Problem. (IMO 1985, Longlisted Problem 25). Find $8$ positive integers $n_1, \ldots, n_8$ with the following property. For every integer $k$, $-1985\leq k\leq 1985$, there are $8$ integers $\alpha_1, \ldots, \alpha_8$, each belonging to $\{-1, 0, 1\}$, such that $k = \sum_{i=1}^8 \alpha_i n_i$.

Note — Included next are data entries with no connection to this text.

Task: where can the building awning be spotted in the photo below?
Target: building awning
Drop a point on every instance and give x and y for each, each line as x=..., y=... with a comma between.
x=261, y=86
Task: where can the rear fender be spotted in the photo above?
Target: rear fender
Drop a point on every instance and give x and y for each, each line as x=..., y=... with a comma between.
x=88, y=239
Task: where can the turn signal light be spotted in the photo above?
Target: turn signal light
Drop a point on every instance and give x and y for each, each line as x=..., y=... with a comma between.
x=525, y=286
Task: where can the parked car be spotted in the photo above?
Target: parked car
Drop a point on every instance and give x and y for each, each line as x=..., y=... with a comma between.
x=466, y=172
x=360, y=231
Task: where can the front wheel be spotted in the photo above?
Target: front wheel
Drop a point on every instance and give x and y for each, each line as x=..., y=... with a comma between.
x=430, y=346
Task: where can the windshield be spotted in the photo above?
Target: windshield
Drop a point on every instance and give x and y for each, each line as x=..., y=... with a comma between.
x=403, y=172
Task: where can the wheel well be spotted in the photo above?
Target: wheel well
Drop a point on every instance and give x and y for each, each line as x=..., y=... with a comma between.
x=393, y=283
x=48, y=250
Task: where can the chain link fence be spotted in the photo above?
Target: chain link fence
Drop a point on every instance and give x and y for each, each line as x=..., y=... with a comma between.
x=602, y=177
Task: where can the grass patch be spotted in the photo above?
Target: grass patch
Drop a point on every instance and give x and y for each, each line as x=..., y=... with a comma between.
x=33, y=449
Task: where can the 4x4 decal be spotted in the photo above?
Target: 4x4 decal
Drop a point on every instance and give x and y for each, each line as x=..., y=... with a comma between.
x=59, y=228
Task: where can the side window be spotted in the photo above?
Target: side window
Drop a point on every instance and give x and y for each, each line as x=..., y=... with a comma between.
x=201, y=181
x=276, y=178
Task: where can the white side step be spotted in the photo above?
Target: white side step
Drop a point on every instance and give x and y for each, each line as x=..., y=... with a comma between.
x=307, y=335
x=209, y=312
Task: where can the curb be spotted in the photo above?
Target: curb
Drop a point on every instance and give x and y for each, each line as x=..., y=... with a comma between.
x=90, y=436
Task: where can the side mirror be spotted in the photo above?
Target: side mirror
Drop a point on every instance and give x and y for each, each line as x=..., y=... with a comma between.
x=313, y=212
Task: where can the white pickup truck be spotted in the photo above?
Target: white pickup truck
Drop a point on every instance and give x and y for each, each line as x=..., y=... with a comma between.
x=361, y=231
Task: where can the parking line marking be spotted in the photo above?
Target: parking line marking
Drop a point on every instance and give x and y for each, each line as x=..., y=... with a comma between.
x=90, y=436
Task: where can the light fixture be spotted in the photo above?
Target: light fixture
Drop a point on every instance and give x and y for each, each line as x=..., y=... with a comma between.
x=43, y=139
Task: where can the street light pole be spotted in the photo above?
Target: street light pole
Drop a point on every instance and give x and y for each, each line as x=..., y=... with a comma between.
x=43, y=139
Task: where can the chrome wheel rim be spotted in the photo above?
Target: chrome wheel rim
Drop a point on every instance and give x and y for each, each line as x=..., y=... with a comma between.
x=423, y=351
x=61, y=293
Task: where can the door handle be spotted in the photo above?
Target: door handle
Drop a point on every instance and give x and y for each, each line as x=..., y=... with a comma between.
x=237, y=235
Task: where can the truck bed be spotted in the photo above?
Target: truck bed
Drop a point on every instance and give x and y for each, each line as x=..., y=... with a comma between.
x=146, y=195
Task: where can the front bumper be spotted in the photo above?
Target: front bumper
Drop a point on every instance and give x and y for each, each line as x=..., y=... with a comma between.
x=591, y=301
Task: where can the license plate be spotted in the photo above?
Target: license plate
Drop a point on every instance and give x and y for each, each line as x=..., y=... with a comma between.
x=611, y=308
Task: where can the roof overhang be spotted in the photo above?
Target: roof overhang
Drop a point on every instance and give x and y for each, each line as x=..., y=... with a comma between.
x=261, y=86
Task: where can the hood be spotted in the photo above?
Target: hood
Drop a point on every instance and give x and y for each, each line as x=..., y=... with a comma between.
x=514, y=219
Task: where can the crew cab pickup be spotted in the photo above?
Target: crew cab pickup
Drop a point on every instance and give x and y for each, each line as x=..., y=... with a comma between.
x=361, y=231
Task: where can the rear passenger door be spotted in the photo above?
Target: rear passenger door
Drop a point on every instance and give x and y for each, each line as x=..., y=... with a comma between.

In other words, we need to find $8$ positive integers, such that adding or subtracting them yields every integers in the interval [-1985, 1985].
On
I used the HINT by Mike.
Mike, thank you very much for your HINT.
$\{a_03^0+\dots+a_73^7\mid a_i\in\{0,1,2\}\}=\{0,1,\dots,6560\}.$
So,
$\{a_03^0+\dots+a_73^7-(1\cdot 3^0+\dots+1\cdot 3^7)\mid a_i\in\{0,1,2\}\}=\{b_03^0+\dots+b_73^7\mid b_i\in\{-1,0,1\}\}=\{-3280,\dots,3280\}\supset\{-1985,\dots,1985\}.$
HINT: Let $n_k = 3^k$; $k=0,1,2,\ldots, 7$.